Esta caída tiene implicaciones directas para la inflación americana. El PCE de mayo ya había venido más alto de lo esperado (4,1% interanual). Con el petróleo bajando, el escenario para el segundo semestre cambia: menos presión de precios energéticos puede abrir, eventualmente, la puerta para que la Fed sea menos agresiva. Eventualmente — no mañana.

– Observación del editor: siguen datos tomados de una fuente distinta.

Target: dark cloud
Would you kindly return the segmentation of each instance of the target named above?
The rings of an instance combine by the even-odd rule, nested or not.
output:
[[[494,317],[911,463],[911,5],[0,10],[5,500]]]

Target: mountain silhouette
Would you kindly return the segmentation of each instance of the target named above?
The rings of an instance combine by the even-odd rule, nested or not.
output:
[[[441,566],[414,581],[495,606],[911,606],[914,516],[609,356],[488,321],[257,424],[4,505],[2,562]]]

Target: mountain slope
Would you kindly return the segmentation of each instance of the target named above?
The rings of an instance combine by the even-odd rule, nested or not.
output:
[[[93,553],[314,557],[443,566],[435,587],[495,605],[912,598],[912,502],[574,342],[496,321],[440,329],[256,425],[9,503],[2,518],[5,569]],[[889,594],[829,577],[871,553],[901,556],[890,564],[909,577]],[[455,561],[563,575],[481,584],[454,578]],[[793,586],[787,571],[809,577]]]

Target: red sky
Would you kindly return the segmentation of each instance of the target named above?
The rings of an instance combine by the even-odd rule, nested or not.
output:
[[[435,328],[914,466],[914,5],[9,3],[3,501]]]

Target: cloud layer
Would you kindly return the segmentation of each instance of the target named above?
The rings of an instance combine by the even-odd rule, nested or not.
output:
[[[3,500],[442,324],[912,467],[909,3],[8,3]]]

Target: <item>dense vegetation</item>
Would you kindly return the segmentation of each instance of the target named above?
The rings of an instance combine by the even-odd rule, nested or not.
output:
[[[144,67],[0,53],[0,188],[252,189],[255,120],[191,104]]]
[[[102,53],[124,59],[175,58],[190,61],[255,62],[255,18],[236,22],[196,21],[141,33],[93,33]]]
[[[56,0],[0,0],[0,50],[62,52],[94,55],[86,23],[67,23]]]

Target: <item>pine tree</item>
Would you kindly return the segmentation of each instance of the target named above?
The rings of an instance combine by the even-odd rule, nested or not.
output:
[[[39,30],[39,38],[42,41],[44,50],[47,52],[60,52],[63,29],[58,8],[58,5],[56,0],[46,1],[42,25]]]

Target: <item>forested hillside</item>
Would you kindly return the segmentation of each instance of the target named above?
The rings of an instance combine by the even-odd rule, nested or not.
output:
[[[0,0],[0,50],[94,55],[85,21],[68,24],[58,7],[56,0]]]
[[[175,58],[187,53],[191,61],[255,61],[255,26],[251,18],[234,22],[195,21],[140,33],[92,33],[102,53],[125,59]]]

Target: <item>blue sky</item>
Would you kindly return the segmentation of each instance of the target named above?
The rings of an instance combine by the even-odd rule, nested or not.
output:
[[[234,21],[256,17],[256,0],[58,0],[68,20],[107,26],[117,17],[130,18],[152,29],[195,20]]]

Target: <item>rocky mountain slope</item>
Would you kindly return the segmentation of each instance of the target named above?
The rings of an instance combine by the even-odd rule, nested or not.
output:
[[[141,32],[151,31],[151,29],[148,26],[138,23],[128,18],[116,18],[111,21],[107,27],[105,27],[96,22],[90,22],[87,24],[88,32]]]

Por ahora, el mercado de bonos sigue reflejando la postura hawkish del dot plot de Warsh. Los rendimientos del Treasury a 2 años siguen altos, y el dólar sigue fuerte. Pero el primer hilo de oxígeno apareció esta semana.
Micron reportó resultados de su tercer trimestre fiscal el jueves, y la reacción fue inmediata: la acción subió más del 16% en el mismo día. El mercado de memoria de alta velocidad (HBM), que alimenta los procesadores de IA de Nvidia, creció más del 50% año a año. La demanda de chips de memoria para centros de datos de IA sigue siendo voraz.
La acción acumula más de 325% de ganancia en los últimos 12 meses — un número que pocos analistas habrían predicho a principios de año. Pero el rally no es magia: la demanda estructural de memoria para IA es real y creciente, y Micron tiene una posición competitiva sólida frente a Samsung y SK Hynix en los segmentos premium.
Lo más importante: los resultados de Micron le devolvieron confianza al sector de chips después del susto de Broadcom la semana pasada. El contexto sigue siendo positivo para el ciclo de inversión en infraestructura de IA.
Hace una semana, el Brent estaba a US$ 91 y la Fed tenía el dedo en el gatillo de una suba de tasas. Esta semana, el petróleo cayó casi 20% desde los máximos del conflicto. Seguí el hilo de por qué eso importa más allá de las estaciones de servicio:
Escuchaste que los Treasuries americanos pagan 3,75% anual. Parece bien. Pero si la inflación es del 4,1%, estás ganando menos de lo que pierdes. El rendimiento real es exactamente eso: lo que queda después de descontar la inflación. En este caso: 3,75% − 4,1% = rendimiento real negativo.
Esto tiene implicaciones directas. Con rendimientos reales negativos, el incentivo de tener bonos del Tesoro americano baja — porque el dinero "parado" pierde poder de compra en términos reales. Cuando el petróleo baja y la inflación cede, ese número puede volver a ser positivo, lo que cambia el atractivo relativo de diferentes activos.